Initially, a Task registers fetch URIs to fetchLauncher (ExecutorService) in order to pull data, and it restore a logical plan. Then, a physical operator tree is created from the logical plan via PhysicalPlannerImpl. Finally, Task::run() method is called, and then Task's status is changed to RUNNING.

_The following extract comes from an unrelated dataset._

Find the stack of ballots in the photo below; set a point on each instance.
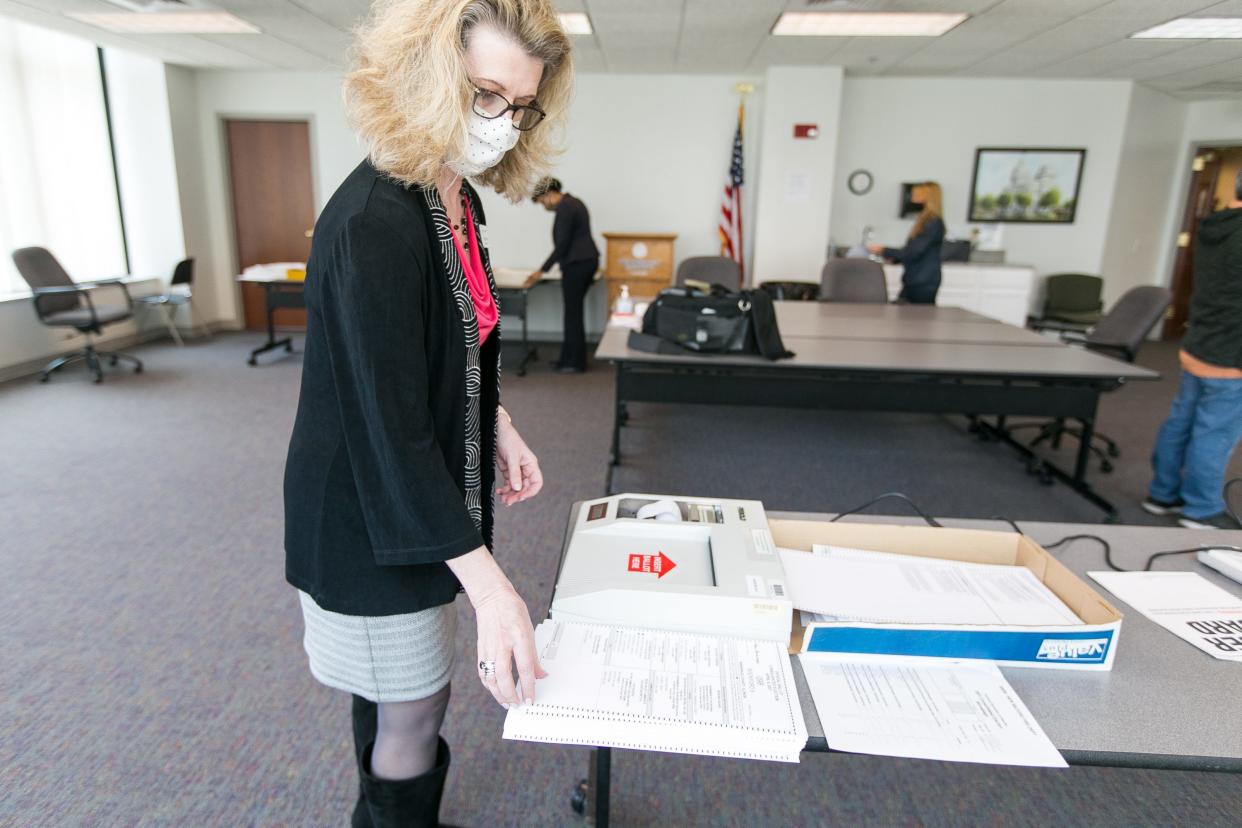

Also, a running Task periodically sends a statusUpdate report to TaskRunnerListener via RPC. A StatusUpdate report includes a status and some statistics of the running task. If the running task is failed, TaskRunner sends a message 'fatal' to TaskRunnerListenerImpl. If the task is completed, TaskRunner sends a message 'done' to TaskRunnerListenerImpl.
== TaskRunner ==
For each execution block, TaskRunner is launched by Yarn's ContainerManager. TaskRunner processes a Task at a time. If TaskRunner has an available slot, it sends 'getTask' to TaskRunnerListner. If TaskRunner receives the response (QueryUnitRequest) of 'getTask' message, TaskRunner creates an instance of Task from the response.
== TaskListenerImpl ==
It receives messages sent from a number of TaskRunners. It passes the received message as events to some event handlers, such as QueryUnitAttempt and TaskScheduler.
In the current implementation, there are four messages as follows:
* getTask
* When a TaskRunner has an empty slot, the TaskRunner sends this message to the TaskListenerImpl. This message is transformed to a TaskRequestEvent which is passed to the TaskSchedulerImpl$TaskRequests instance.
* statusUpdate
* This message is periodically received from a TaskRunner via RPC. This message is transformed to a TaskAttemptStatusUpdateEvent which is passed to the QueryUnitAttempt instance corresponding to the identifier included in the statusUpdate message.
* done
* When a task attempt is completed, a TaskRunner sends this message to the TaskListenerImpl via RPC. This message is transformed to a TaskCompletionEvent which is passed to the QueryUnitAttempt instance corresponding to the identifier included in the done message.
* fatal
* When a task is failed, a TaskRunner sends this message to the TaskListenerImpl via RPC. This message is transformed to a TaskFatalErrorEvent which is also passed to the QueryUnitAttempt instance corresponding to the identifier included in the fatal message.